Throughout history, technological breakthroughs have created new opportunities for invention, adaptation and progress while inflicting irreversible damage on many lives and livelihoods. They have tested the remarkable ability of human beings and societies to adapt to the turmoil of transition and to survive what economists call “creative destruction.”
The world must now prepare for a technological breakthrough whose implications will be vast and which are already beginning to unfold at a speed that has frightened even the men and women who have spent their working lives laying the ground for this upheaval.
Artificial intelligence will transform our lives — for better and for worse — so thoroughly and so quickly that we have no choice but to prepare ourselves and one another for the fallout.
Without question, there will be medical and scientific breakthroughs that transform the labor of decades into the work of days. Those with access to the most powerful AI tools will have an opportunity to live longer, healthier and more prosperous lives than human beings have ever experienced.
But there are also risks that we must think through and prepare for.
Among the most consequential is disinformation. Without citizens, consumers and investors having continuous access to accurate, verifiable information, there can be no democracy or free market capitalism.
The advent of social media and the tidal waves of distorted information it generates have already poisoned public attitudes toward institutions of all descriptions. The mainstreaming of AI will add a vast chorus of preprogrammed nonhuman voices to the conversations that shape political life in every country in the world.
The ease with which malicious political actors, criminals and terrorists can create video illusions that can fool even the most sophisticated viewer will make it far harder for political leaders and those who report the news to build and sustain credibility.
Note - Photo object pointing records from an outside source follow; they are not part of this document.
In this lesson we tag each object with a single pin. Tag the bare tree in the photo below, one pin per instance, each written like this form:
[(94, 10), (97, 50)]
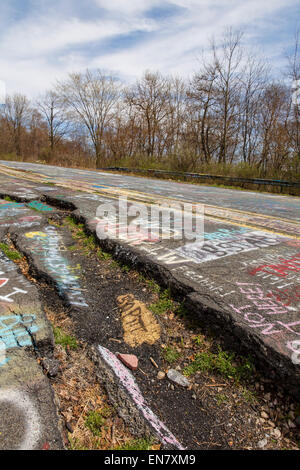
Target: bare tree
[(17, 114), (150, 97), (91, 98), (228, 61)]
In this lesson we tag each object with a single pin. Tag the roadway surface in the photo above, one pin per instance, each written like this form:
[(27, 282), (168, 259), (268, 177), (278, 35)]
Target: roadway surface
[(243, 280), (287, 207)]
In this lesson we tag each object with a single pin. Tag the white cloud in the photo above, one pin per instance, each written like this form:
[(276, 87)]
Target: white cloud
[(47, 44)]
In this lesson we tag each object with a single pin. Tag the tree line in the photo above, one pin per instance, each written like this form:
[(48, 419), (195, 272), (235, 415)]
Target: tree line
[(232, 116)]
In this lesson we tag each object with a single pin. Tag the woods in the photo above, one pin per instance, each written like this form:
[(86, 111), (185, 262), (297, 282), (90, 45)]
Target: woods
[(232, 118)]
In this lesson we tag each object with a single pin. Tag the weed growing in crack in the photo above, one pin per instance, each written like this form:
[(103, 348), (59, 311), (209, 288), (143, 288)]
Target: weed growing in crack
[(63, 339), (94, 421), (136, 444), (11, 253), (222, 363)]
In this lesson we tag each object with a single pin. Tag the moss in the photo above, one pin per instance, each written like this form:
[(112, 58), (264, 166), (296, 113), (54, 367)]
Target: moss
[(11, 253), (64, 339)]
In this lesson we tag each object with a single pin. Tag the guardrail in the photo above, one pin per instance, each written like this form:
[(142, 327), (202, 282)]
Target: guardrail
[(292, 187)]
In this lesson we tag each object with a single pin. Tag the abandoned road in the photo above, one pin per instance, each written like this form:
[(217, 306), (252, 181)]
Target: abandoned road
[(242, 281)]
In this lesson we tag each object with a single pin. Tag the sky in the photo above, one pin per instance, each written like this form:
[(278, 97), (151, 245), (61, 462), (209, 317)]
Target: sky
[(41, 41)]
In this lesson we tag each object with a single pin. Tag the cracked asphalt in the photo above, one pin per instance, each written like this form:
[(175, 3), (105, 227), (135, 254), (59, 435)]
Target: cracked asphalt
[(242, 282)]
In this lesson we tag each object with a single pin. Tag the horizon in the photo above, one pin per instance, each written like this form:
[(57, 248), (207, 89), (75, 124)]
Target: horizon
[(41, 42)]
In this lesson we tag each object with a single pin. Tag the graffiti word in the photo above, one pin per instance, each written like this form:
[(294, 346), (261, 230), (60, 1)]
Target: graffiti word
[(282, 269), (3, 359), (295, 347), (39, 206), (22, 402), (166, 255), (7, 297), (176, 221), (128, 382), (48, 247), (223, 233), (139, 324), (194, 276), (262, 312), (209, 251), (289, 296)]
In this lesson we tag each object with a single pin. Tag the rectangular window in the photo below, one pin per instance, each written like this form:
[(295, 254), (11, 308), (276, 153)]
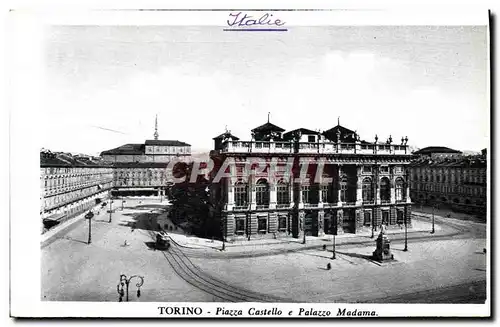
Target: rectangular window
[(367, 218), (400, 217), (262, 225), (324, 194), (283, 194), (385, 217), (240, 226), (305, 193), (282, 223)]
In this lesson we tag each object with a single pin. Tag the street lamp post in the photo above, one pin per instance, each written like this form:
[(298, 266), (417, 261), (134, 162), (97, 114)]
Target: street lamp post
[(406, 233), (432, 232), (122, 287), (304, 229), (89, 216), (334, 232), (110, 209)]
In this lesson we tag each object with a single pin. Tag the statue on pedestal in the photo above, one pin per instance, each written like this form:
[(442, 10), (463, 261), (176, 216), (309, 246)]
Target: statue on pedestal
[(383, 250)]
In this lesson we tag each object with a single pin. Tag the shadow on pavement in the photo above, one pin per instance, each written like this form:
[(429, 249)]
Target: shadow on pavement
[(72, 239), (356, 255), (144, 221)]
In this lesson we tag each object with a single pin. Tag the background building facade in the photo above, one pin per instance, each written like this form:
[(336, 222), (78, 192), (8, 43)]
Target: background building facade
[(362, 186), (457, 182), (141, 169), (70, 185)]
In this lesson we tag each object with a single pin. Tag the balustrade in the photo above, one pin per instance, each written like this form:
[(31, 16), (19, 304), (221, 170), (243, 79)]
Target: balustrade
[(311, 147)]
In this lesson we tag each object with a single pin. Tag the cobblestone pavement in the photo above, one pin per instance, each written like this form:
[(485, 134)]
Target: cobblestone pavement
[(74, 270)]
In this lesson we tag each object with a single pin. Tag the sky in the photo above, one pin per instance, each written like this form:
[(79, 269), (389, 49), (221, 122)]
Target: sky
[(104, 85)]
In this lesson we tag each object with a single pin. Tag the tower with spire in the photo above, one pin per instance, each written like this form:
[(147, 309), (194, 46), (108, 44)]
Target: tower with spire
[(156, 128)]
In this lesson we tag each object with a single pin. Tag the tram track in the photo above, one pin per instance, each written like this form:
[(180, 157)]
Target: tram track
[(194, 276)]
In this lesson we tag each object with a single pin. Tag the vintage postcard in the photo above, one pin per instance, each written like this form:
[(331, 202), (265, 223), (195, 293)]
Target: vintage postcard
[(250, 163)]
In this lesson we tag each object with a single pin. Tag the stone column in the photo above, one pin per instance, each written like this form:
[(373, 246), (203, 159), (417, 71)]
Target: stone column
[(321, 224), (230, 193), (340, 222), (253, 193), (302, 223), (300, 195), (359, 186), (272, 193), (407, 179), (339, 177), (376, 184), (393, 189)]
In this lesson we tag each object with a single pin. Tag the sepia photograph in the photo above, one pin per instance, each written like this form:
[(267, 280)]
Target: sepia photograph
[(261, 163)]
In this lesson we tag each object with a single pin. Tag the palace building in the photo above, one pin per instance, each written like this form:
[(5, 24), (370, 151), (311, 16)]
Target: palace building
[(337, 183), (141, 169), (70, 185), (454, 181)]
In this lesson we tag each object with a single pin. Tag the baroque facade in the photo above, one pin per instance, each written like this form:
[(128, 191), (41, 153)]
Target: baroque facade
[(70, 185), (457, 182), (360, 185), (141, 169)]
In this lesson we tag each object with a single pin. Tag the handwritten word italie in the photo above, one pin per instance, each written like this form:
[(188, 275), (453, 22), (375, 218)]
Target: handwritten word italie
[(241, 19), (273, 170)]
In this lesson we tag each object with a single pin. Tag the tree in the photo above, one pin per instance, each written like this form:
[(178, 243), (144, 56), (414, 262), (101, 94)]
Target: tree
[(191, 204)]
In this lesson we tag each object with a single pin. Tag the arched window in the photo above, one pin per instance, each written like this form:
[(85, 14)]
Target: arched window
[(262, 192), (343, 189), (367, 190), (385, 189), (400, 189), (283, 193), (241, 194)]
China, Russia and other authoritarian states will develop more effective forms of digital propaganda that undermine freedom in profound and unprecedented ways, and they will sell these technologies to any government willing to pay for them.
But disinformation is only one of many malignant applications of AI.
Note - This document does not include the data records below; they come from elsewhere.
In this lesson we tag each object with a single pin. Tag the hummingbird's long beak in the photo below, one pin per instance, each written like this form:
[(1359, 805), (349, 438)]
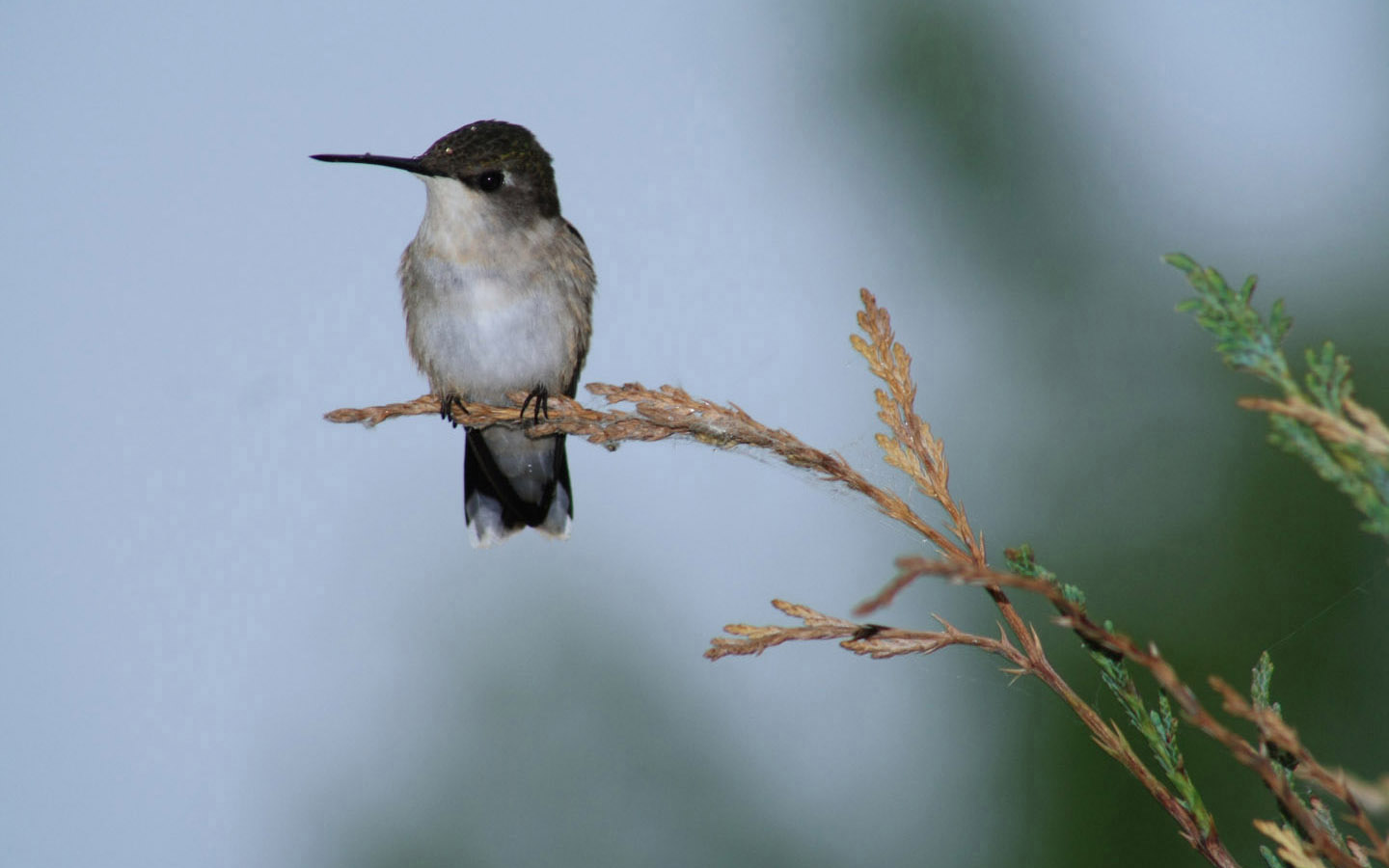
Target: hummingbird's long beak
[(410, 164)]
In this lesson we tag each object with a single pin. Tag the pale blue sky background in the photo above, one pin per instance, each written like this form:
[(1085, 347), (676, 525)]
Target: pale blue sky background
[(232, 634)]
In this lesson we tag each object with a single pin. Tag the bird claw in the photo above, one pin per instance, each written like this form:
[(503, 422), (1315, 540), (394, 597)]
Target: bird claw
[(446, 406), (542, 403)]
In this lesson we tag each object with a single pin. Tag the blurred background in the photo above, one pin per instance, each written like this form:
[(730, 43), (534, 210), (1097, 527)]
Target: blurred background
[(232, 634)]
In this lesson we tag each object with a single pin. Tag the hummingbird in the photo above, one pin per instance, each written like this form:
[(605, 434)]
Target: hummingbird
[(498, 289)]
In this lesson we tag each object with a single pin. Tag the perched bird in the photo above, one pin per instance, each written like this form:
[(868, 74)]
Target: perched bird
[(499, 295)]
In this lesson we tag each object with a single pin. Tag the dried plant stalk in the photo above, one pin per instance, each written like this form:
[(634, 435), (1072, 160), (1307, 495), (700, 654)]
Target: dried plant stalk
[(910, 446)]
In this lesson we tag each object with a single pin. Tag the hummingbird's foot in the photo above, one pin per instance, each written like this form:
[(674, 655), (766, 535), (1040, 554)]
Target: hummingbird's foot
[(542, 403), (446, 406)]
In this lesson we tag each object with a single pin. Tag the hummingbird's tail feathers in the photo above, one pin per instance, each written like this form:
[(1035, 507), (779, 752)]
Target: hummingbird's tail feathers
[(511, 480)]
In recent years, the technology problem that has most preoccupied political debate within many democratic states has been the collection of data from citizens’ online activity and the impact of that on privacy.
But artificial intelligence is a democratized technology. The powerful tech companies that have come to dominate our online lives can set rules and guidelines for the use of the products they create. To some extent, they can enforce those rules.
However, AI models that are nearly as advanced — and more powerful than the algorithms in general use even a few months ago — are already available to anyone with marginal programming skills and a laptop computer. A number of people I know are now running their own large language models using publicly available information to produce large amounts of text.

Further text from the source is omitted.